'Taking down the saltwater mafia': Fish harvesters move towards new union
FISH-NL elects executive, adopts constitution, and looks to a 2017 certification date
The process to formalize a breakaway fish harvesters union began at the Albatross Hotel in Gander Thursday morning.
"I've never seen the unrest as widespread as it is today. It's in every corner of the province," said the leader of the Federation of Independent Seafood Harvesters (FISH-NL), Ryan Cleary, in his opening address.
"It's now or never."
Cleary, a former New Democrat member of Parliament, was acclaimed as president of the union that presents itself as a rival to the Fish, Food and Allied Workers.

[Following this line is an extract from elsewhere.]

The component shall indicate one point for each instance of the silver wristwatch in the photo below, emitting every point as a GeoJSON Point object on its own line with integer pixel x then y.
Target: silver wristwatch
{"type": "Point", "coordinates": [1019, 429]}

"We don't have a lot of money, but we have a lot of will, we have a lot of determination to move this forward, so your being here means a lot," Cleary told harvesters.
"The revolution begins today, that's why we're here," he said.
"We're looking at taking down what I consider as the saltwater mafia," said Reg McDonald who drove to Gander from Summerside on the province's west coast.
We're looking at taking down what I consider as the saltwater mafia.- Reg MacDonald, fisherman
"When this is said and done we will be on to better things, and a better fishery," he said.
"We gave the FFAW 45 years. They never done nothing with it. All they did was get a gold-plated pension and we got nothing but a slap in the ass on the way to the door."
'It can't get no worse'
The meeting Thursday attracted about 100 people, with lots of empty seats at the front of the room.
Those who attended endorsed a constitution and statement of principles, and agreed that membership in the new union should cost $5.
Brad Watkins, who fishes out of the 3K area on the northeast coast, said people are looking to Cleary to be a strong leader.
"It's nice to see the hats and the bumper stickers. It's nice to see the face of a new union come together," he said.
Despite Thursday's turnout, Watkins said he's hearing a lot of interest in fishing communities.
"Pretty well the consensus is it can only go up. It can't get no worse. We get this union, it can only better us," he said. "I'm pretty positive it's going to work out, it's going to go through."
Following Thursday's meeting, FISH-NL will distribute certification cards, then submit an application to the labour board, which will check to see if there is a majority of 50 per cent plus one support among all the province's fish harvesters.
"This has got to be a crashing victory," Jim Bennett, a former MHA and lawyer, told people attending the meeting. "You gotta get the cards."
Goal to be certified by January
Lyndon Small from Baie Verte said he will be working to help organize. He said people in his area are excited about a new union.
"You know there's a lot of frustration out there on the wharves, in the garages and on the stages. You know people are looking for a viable alternative." Small said.
"I've seen a lot of issues over the past several decades that I've been very dissatisfied with ... There's a lot of work that needs to be done."
Richard Gillett, a Twillingate fisherman who is also star of the Cold Water Cowboy television series, was elected vice-president of Fish-NL at the meeting.
The post of secretary-treasurer went to Johanna Ryan Guy, a businesswoman from St. Brendan's who lost two brothers in a 2004 fishing accident.
Cleary hopes the union will be certified by January.